Hardcore ve metal birbirine zıt giderken yepyeni bir tür punk’ın şarkı söyleme stili ve müzikal özelliğiyle metal rifflerinin ve kültürünün birleşimiyle ortaya çıktı. Genellikle bir dakikanın altında süren muhalif şarkılar dinleyiciyi riff’lerle sersemletiyordu...Vokaller neredeyse tellal ya da çığırtkanlar gibi yüksek sesli ve şiddetli bağırıyordu. Müzik genelde düşük kalitede olsa da hızlı ve aniden durulup coşan gitar tekniği alışılmışın oldukça dışındaydı. Tüm bunların yanında açılan bu yeni bulvar sayesinde artık siyaset de ebedi olarak metale girmiş bulunuyordu.
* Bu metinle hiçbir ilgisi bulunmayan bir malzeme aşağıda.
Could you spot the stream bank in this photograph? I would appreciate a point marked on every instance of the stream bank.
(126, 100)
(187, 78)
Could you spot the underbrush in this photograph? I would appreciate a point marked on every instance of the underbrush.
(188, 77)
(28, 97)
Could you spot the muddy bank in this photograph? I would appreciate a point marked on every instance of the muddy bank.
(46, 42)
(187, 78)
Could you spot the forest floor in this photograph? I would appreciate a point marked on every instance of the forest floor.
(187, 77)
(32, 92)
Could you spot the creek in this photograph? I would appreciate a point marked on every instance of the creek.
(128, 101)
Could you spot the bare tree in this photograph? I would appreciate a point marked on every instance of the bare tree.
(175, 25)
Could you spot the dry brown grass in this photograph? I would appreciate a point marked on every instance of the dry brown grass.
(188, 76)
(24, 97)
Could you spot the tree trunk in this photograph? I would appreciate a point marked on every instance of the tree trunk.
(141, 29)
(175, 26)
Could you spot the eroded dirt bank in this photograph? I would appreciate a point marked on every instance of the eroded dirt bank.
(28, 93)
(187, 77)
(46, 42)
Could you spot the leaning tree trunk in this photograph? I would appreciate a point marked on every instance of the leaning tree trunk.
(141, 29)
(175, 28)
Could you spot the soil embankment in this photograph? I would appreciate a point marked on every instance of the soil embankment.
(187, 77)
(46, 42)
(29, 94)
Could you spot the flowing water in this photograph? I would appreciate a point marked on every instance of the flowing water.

Bu yeni türün adı thrash metaldi...

Thrash metalin kökeni 1970’lerin sonuna ve 1980’lerin başına bazı metal gruplarının hardcore punk’ın aşırı hızını klasik metal melodilerine eklemesine dayanır. İki grupsa bu yeni formu belirginleştirme şerefine nail olmuştur: Venom ve tabiki Motörhead..

Tüm bunların ötesinde thrash metal kategorize etmesi güç bir şey de kanıtlamıştı. Bazı metal fanları ve müziyenleri oluşan bu yeni türü değişmez sabit bir konsepte oturtmaya çalışsalar da diğerleri bu kısıtlamaya karşı çıkıp böyle bir sınıflandırmayı gereksiz buldular. Çünkü iki farklı metal türü arasında geçişler olması genel bir durumdu. Hatta metal olmayan türlerin bile metal müziğe etkisi oluyordu..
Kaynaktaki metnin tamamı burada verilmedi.